Motta também trabalhava para fazer avançar esse projeto de atualização de imóveis, que estava parado na Câmara, e, por isso, sugeriu ao governo que o utilizasse como veículo da retomada da MP. Para o Ministério da Fazenda, a inclusão de partes da MP em outra matéria já pronta para votação no plenário era uma forma de acelerar a aprovação.

O deputado Gilson Marques (Novo-SC) chamou a retomada da MP de artimanha. “Eles colocam no projeto uma MP que foi recusada por esta Casa, uma boa parte dela, junto, embutido, como carona. Eu fico sem saber, inclusive, como me posicionar, porque a metade do projeto é bom.”

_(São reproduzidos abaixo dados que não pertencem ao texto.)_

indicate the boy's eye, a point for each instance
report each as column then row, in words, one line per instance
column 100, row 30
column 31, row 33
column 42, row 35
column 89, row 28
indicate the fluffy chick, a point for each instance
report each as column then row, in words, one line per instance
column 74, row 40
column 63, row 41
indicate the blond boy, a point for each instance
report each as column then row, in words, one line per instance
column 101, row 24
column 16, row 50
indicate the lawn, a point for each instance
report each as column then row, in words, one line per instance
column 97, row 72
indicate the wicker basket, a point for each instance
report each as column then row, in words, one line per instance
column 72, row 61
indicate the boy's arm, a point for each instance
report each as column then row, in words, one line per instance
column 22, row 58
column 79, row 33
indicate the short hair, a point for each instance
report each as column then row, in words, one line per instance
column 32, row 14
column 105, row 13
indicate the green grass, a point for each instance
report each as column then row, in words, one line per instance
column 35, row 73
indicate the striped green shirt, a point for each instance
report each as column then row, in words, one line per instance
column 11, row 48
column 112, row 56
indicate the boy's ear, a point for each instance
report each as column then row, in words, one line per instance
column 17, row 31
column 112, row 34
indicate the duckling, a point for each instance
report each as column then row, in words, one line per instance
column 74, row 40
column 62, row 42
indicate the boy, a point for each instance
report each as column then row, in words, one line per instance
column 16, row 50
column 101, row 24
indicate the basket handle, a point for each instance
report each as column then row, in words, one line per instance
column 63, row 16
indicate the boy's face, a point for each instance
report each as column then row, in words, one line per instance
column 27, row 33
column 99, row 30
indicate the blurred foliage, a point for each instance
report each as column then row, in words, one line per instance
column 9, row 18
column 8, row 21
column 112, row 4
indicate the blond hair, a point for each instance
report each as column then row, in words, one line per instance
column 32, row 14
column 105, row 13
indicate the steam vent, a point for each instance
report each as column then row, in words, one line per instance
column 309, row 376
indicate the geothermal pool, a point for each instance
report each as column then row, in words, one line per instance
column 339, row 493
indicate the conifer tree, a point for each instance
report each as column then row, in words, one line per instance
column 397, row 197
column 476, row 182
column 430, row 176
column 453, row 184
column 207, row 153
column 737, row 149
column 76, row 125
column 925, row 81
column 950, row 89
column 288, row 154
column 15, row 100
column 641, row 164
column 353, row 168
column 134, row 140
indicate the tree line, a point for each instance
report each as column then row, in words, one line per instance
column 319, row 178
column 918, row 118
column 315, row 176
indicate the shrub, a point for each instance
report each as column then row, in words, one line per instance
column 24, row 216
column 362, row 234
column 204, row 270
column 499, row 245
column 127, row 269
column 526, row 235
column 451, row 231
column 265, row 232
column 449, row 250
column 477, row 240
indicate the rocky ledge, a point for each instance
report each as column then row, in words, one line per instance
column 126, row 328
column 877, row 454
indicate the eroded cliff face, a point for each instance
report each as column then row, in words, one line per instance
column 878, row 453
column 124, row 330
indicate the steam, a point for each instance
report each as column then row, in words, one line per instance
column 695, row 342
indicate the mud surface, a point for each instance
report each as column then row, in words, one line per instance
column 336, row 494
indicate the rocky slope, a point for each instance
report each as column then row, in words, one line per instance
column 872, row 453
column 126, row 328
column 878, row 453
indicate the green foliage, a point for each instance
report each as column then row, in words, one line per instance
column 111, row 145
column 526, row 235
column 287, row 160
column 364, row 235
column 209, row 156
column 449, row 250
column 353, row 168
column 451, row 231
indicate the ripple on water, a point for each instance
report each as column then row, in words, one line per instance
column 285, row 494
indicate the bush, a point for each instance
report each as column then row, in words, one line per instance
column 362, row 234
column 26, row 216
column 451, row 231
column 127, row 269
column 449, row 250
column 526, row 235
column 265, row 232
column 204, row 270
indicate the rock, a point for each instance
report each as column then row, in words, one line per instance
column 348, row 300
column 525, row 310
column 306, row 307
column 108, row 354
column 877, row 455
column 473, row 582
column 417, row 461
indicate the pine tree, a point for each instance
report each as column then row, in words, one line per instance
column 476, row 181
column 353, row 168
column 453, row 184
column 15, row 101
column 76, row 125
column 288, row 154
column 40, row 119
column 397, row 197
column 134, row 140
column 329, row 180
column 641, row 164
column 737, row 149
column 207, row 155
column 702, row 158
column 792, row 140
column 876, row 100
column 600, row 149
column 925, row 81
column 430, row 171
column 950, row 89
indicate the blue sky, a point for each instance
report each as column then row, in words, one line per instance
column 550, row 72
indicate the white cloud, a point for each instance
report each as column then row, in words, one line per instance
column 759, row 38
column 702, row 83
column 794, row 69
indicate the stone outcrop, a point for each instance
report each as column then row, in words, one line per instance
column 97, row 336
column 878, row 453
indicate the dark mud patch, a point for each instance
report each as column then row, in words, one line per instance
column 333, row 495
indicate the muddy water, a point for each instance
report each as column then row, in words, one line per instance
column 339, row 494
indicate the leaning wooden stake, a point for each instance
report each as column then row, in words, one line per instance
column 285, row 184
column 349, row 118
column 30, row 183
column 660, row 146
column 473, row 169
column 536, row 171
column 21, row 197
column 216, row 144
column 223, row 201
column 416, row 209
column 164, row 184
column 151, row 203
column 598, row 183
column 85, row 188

O líder do PL, Sóstenes Cavalcante (RJ), afirmou que trata-se de “chicana legislativa” e que só votaria a favor quem quisesse dar “mais uns R$ 20 bilhões” para o governo Lula.

Em resposta, o líder do PT, Lindbergh Farias (RJ), argumentou que o projeto corta despesas. “Estamos falando de R$ 25 bilhões, sem isso não existe Orçamento no próximo ano.”

No plenário, Juscelino afirmou que o projeto “faz justiça tributária e corrige distorções” e defendeu a inclusão das medidas de contenção de gastos da MP, dizendo que elas são necessárias para manter projetos como Pé-de-Meia.

O PSOL se opôs por causa do programa, já que o projeto inclui a despesa com o Pé-de-Meia entre aquelas que ajudam a cumprir o piso constitucional de educação. A estimativa dos técnicos é que só essa mudança representará uma economia de R$ 8 bilhões no ano que vem em recursos na área.

Outros deputados votaram contra o aperto nas regras do seguro-defeso (benefício pago a pescadores artesanais no período em que a pesca é proibida) -parte delas acabou derrubada na votação.

Em relação ao Rearp, o relatório diz que ele “permitirá que o valor do bem seja atualizado, fazendo com que a base de cálculo do imposto se aproxime da realidade econômica”. “Isso torna o sistema mais justo, pois diferencia o que é valorização real do ativo do que é mera reposição inflacionária, aliviando uma carga tributária considerada por muitos como confiscatória e desproporcional”, completa.

Uma das preocupações do governo é o fato de que o Rearp, apesar de permitir uma coleta maior de impostos no curto prazo, compromete as receitas da União no longo prazo. “A medida tem potencial, embora limitada, de fomentar a arrecadação tributária de forma voluntária”, diz o parecer.

Com isso, a pasta pretende ajustar as contas e viabilizar a votação da LDO (Lei de Diretrizes Orçamentárias) do próximo ano.

Como mostrou a Folha, a derrubada da MP pela Câmara deve causar um bloqueio nas despesas de 2025, incluindo um corte de ao menos R$ 7 bilhões em emendas parlamentares, e obrigar um ajuste de R$ 35 bilhões no PLOA (projeto de Lei Orçamentária Anual) de 2026, ano eleitoral.

Diante disso, integrantes do governo passaram a discutir alternativas e resolveram fatiar as medidas previstas originalmente na MP. O texto de Juscelino Filho abrigou apenas pontos considerados consensuais. Outras iniciativas que enfrentam resistência, como a taxação de bets, devem ficar para depois.

As medidas de contenção de despesas têm impacto estimado em R$ 15 bilhões, e o limite mais rigoroso para uso de créditos tributários na compensação de impostos a pagar pode ampliar a arrecadação em R$ 10 bilhões no ano que vem.

Em relação ao seguro-defeso, o projeto lista novas exigências para os beneficiários, como biometria, mas o plenário derrubou parte das limitações, como limitar o pagamento à verba prevista na Lei Orçamentária.

Também foram previstas no texto mudanças no Atestmed (sistema online para concessão de auxílio-doença do INSS sem precisar de perícia presencial) e a fixação de um limite no Orçamento para pagar compensações previdenciárias a regimes próprios de estados e municípios.

O texto traz ainda um endurecimento das regras de compensações tributárias de PIS/Cofins para evitar abatimentos indevidos.

Inicialmente, as medidas fiscais haviam sido incluídas no projeto que trata de falsificação de bebidas, que foi aprovado nesta terça (28), mas o governo mudou a estratégia, argumentando que a proposta relatada por Juscelino tinha mais pertinência temática.